Autumn is also a great season to enjoy the magical stars at Hartland, Black Torrington and Sheepwash, in particular. Experience some of the darkest skies in the region before the winter chill sets in! Look up and you can experience thousands of stars with your naked eye.

Or for those active folk, Ride head to the coast to see the waves are at their best. September to November is the ideal time for surfing and bodyboarding. Westward Ho! beach offers over two miles of sandy beach, as well as sea pool, perfect for a dip.


In autumn Devon’s animals prepare for the long cold days ahead. A visit to Halwill Junction or Meeth Quarry will show song thrushes and blackbirds as they gorge themselves on the blackberries in the hedgerow. Green Woodpecker can also be spotted climbing tree trunks at Halwill Junction in autumn, listen out for the laughing ‘yaffle’ call.

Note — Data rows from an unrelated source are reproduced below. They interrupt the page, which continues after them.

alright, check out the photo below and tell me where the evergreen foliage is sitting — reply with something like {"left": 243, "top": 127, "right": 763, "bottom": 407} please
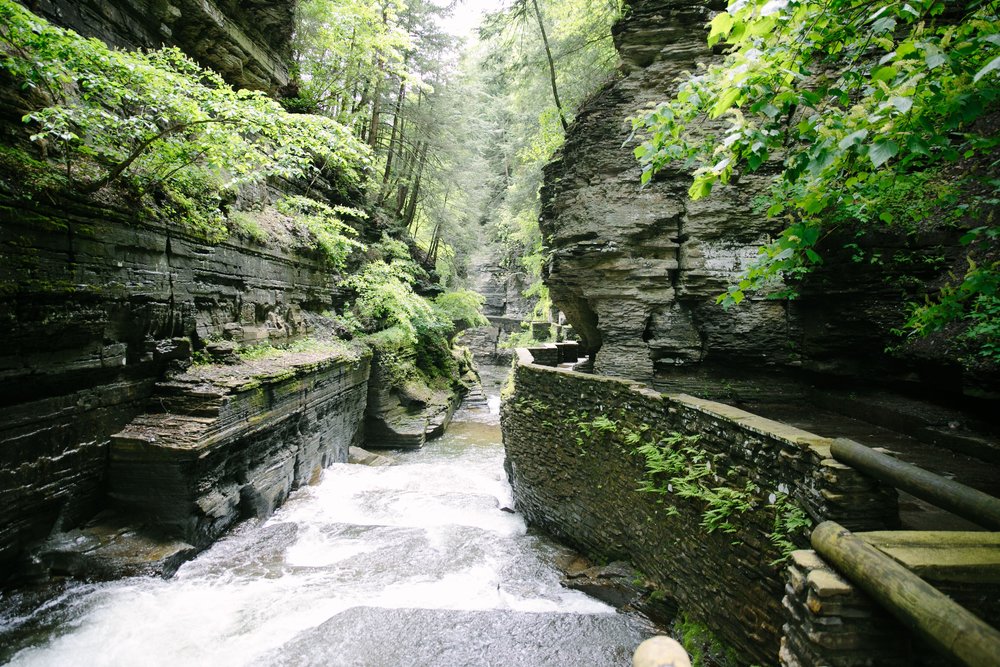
{"left": 477, "top": 0, "right": 624, "bottom": 316}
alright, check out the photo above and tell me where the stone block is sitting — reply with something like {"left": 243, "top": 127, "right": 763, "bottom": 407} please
{"left": 109, "top": 349, "right": 370, "bottom": 546}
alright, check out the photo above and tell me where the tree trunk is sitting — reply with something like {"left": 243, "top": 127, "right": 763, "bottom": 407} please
{"left": 396, "top": 139, "right": 423, "bottom": 217}
{"left": 403, "top": 141, "right": 429, "bottom": 229}
{"left": 531, "top": 0, "right": 569, "bottom": 132}
{"left": 427, "top": 188, "right": 451, "bottom": 267}
{"left": 367, "top": 70, "right": 384, "bottom": 150}
{"left": 379, "top": 78, "right": 407, "bottom": 203}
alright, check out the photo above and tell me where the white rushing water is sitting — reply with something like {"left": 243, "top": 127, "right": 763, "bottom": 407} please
{"left": 2, "top": 389, "right": 653, "bottom": 666}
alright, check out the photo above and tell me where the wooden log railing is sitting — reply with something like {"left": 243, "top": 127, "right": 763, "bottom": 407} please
{"left": 830, "top": 438, "right": 1000, "bottom": 530}
{"left": 812, "top": 521, "right": 1000, "bottom": 667}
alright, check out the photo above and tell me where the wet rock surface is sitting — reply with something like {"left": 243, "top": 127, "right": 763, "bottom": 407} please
{"left": 557, "top": 556, "right": 679, "bottom": 623}
{"left": 362, "top": 350, "right": 463, "bottom": 449}
{"left": 0, "top": 385, "right": 660, "bottom": 666}
{"left": 29, "top": 512, "right": 197, "bottom": 580}
{"left": 348, "top": 446, "right": 395, "bottom": 467}
{"left": 109, "top": 348, "right": 371, "bottom": 547}
{"left": 255, "top": 607, "right": 653, "bottom": 667}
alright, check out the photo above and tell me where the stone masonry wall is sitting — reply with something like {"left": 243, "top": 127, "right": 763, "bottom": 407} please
{"left": 500, "top": 348, "right": 898, "bottom": 665}
{"left": 0, "top": 195, "right": 345, "bottom": 576}
{"left": 782, "top": 543, "right": 1000, "bottom": 667}
{"left": 781, "top": 549, "right": 915, "bottom": 667}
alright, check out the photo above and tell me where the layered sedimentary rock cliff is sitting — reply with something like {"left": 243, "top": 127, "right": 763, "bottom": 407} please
{"left": 0, "top": 194, "right": 360, "bottom": 575}
{"left": 540, "top": 0, "right": 988, "bottom": 396}
{"left": 110, "top": 346, "right": 370, "bottom": 546}
{"left": 0, "top": 0, "right": 457, "bottom": 580}
{"left": 19, "top": 0, "right": 293, "bottom": 92}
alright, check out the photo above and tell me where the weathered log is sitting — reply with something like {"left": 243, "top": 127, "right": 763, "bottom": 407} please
{"left": 812, "top": 521, "right": 1000, "bottom": 667}
{"left": 831, "top": 438, "right": 1000, "bottom": 530}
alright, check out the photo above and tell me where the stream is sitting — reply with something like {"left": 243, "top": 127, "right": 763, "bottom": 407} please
{"left": 1, "top": 374, "right": 655, "bottom": 666}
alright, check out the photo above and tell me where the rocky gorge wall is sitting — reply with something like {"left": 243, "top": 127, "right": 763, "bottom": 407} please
{"left": 0, "top": 0, "right": 475, "bottom": 582}
{"left": 110, "top": 348, "right": 370, "bottom": 547}
{"left": 17, "top": 0, "right": 293, "bottom": 92}
{"left": 500, "top": 346, "right": 899, "bottom": 665}
{"left": 0, "top": 192, "right": 353, "bottom": 577}
{"left": 539, "top": 0, "right": 990, "bottom": 396}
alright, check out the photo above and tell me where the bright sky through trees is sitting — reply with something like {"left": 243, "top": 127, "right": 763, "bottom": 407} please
{"left": 436, "top": 0, "right": 507, "bottom": 37}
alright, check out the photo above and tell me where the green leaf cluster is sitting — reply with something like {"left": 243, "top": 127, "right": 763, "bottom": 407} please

Listen out for the famous twit-twoo of Tawny Owls at Halsdon nature reserve. The elusive otter can also be seen here if you are lucky.

Why not head over to Lundy Island to see the playful grey seal return to the shore to give birth to fluffy white pups?


Winter in Torridge


Misty days, festive cheer, and the possibility of snow make this the most magical season of all. Curl up in front of the fire and enjoy the warm atmosphere of our traditional pubs.

Enjoy the magical stars! Hartland, Black Torrington, and Sheepwash experience some of the darkest skies in the region, perfect for star gazing. Look up and experience thousands of stars with your naked eye.

Although it may seem like wildlife goes to ground in the winter, there is still a lot to see. Winter can bring some crisp and dry days- perfect for wrapping up warm and heading out for a walk with the crunch of frosty leaves under foot. 

From the 'aglow' festival at Rosemoor to the Christmas lights in the towns of Bideford, Torrington, Clovelly and Holsworthy- there is plenty of sparkle to brighten the dark nights. Not forgetting the Christmas markets full of local produce and crafts.


If you head to Ash Moor you can hear the chatter of redwings and fieldfares as they search for food in the fields.  

Snow drops will start to push through the frozen soil of the woodlands at the end of winter. Head to RHS Rosemoor for a spectacular white carpet of snow drops.